破房外,一段残墙上,一物蓦地收入平凡眼中。
入目惊心,赫然是一只酒壶。
那壶斜悬残墙上,玲珑剔透,小巧可爱,却非真壶而是人工所画,那画式何等精巧,竟至栩栩如生,惟妙惟肖,直似一只真壶斜悬。
凡行走江湖者,无不识得这壶。

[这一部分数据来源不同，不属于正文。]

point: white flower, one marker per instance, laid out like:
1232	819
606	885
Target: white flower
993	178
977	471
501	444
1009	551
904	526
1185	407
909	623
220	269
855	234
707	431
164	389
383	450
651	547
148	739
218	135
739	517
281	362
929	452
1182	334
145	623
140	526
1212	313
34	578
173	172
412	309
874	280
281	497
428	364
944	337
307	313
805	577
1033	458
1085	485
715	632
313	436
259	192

它是姑苏派的标志和象征,曾令天下恶徒望风披靡的无形天剑,又曾令天下侠士顿生望尘莫及之慨。
这只酒壶,竟在雨后的破房外残墙上出现,平凡不由好是生敬,“素闻姑苏派弟子行踪飘忽,功夫几至神出鬼没,果然不可小觑,就凭这雨停片刻,竟能画壶在上而不被发觉,实非等闲之辈。”
这壶显然是雨后所画,否则早被大雨冲得无影无踪了,而在这么短的时间内,要画出这般高深的画来,若然没有浸淫几十年的画工经历和专业经验,如何能至如斯般巧夺天工?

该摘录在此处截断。